Other: Headlined a Western Canadian Jazz Festival tour, and a tour of the United States (1995); featured artist in Canadian Jazz Greats, a month-long South African tour (1996). Performed in many prestigious jazz festivals, most recently the Montreal International Jazz Festival and the Canada Capital festival in Sao Paulo; performed at the Classical Spring Rishon LeZion Performing Arts Centre, considered to be the newest and finest in Israel (2002 & 2005). Featured guest vocalist with the Montreal Symphony Orchestra at Place Des Arts for their 75th anniversary and series (2008); performed with the National Arts Centre Symphony Orchestra in tribute to Oscar Peterson (2009).
Works: Discography: Live At Le Bijou (1984); Deep Song (1989); The Musicals – Jazz On Broadway (1992); I Thought About You (1994); You Must Believe In Swing (1996); Seasons Of Love (1996); Dark Divas (double recording; 2000); Maple Groove (2003); Just You, Just Me (2005); Ranee Lee Lives Upstairs (2008).

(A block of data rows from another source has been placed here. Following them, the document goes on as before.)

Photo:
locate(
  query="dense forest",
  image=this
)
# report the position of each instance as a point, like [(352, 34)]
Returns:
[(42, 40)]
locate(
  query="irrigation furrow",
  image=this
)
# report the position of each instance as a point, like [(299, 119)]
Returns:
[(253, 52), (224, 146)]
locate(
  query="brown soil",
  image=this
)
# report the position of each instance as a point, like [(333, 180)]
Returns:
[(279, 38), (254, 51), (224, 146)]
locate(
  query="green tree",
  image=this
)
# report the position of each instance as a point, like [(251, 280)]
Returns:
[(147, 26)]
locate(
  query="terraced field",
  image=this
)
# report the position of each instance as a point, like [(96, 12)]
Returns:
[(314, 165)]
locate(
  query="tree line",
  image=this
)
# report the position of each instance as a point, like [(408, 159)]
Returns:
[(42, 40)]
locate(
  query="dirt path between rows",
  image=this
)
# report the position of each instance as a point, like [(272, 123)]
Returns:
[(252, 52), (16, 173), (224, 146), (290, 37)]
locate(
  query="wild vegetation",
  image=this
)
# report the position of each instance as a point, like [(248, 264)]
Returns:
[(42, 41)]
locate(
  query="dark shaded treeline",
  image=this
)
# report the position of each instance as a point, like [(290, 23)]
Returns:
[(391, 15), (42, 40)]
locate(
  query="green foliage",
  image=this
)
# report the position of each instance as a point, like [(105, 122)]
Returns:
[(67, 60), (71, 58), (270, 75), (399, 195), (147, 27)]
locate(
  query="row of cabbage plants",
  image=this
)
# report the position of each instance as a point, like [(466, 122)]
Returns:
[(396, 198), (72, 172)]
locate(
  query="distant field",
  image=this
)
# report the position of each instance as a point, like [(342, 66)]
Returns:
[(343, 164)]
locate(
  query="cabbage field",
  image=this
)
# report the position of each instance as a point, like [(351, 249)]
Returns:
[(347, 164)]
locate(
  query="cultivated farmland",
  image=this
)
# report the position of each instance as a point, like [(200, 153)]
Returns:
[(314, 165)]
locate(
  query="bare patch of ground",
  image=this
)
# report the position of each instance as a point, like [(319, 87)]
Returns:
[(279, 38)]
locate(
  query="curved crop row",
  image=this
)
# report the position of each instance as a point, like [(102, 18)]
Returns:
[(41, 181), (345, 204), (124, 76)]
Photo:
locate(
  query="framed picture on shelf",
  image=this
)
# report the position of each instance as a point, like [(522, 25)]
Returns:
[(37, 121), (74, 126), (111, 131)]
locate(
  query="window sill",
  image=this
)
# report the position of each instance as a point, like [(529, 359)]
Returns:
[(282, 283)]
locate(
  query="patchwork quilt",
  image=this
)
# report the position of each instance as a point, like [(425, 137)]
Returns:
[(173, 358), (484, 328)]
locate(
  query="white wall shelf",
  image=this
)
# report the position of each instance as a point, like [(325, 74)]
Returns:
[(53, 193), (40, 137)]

Honours: Honoured at the “Visions Celebration ‘88”, the Black Theatre Workshop and the Foundation for Minority Arts and Culture; received Top Canadian Female Jazz Vocalist Award, Jazz Report Magazine (1994 & 1995); I Thought About You was the first Juno nominated jazz recording in the Best Mainstream Jazz category (1995); Best Female Jazz Vocalist Award, AFIM (1998); Juno Award nominee, Maple Groove (2003); nominee and finalist, Personal, and Professional Accomplishments, Social Commitment and an Important Contribution to the Advancement of Women, an award to be given for, Women of Distinction \ by The Women’s Y Foundation of Montreal (2003); Indie Award nominee for Just You, Just Me (2006), which also won the Toronto Urban Music Award (2005); inclusion in Who’s Who in Black Canada 2 (2006). Appreciation and Contribution award for the development of the McGill Jazz program by the McGill Schulich School of Music for her outstanding service to jazz education (2007); ACTRA Award of Excellence for lifetime achievement (2008). Received the International Association of Jazz Educators award at the 21st IAJE conference (1994), and the Certificate of Appreciation at their 35th conference (2008). Won Best Jazz Vocal Album for Ranee Lee Lives Upstairs (2010).
Favourite book? One of my most recent favourite books is the Book of Negroes by Lawrence Hill. It is very well written and explored. It can captivate any audience, and it tells a story, and reminds a generation of a history that could be all too easily put aside by many. As an actor, to me the pages come alive with the conditions and hardships of that period, and it becomes a product of investment, and knowledge once again. As a Black woman, it stimulates and reinforces me with strength and courage that has been passed down from my ancestors, and is to be given in example to my children and their children. It is a book of worth!
Favourite quote? “And all people live, not by reason of any care they have for themselves, but by the love for them that is in other people.” – Leo Tolstoy
Given the chance, what would you love to do that you haven’t done yet? Travel to countries that I have not yet visited, and be mentally stimulated by other cultures and history that I have not yet become personally involved. And by this growth, become more spiritually aware…
Who or what inspires you? I am inspired by the bravery of my mother and her mother. I am inspired by the audacity of those who profess truth under any circumstance. I am inspired by nature. I am inspired by my family. And when it’s shown, I am inspired by love!
Why do you do what you do? Because I believe that I’ve been given many gifts, and it would be a mockery to all that I believe in, not to have followed the paths that have been set before me. The opportunities that have presented themselves, and their rewards, public or otherwise, is proof that in sacrifice, and dedication, the choices that I have made to follow my calling is valuable by example.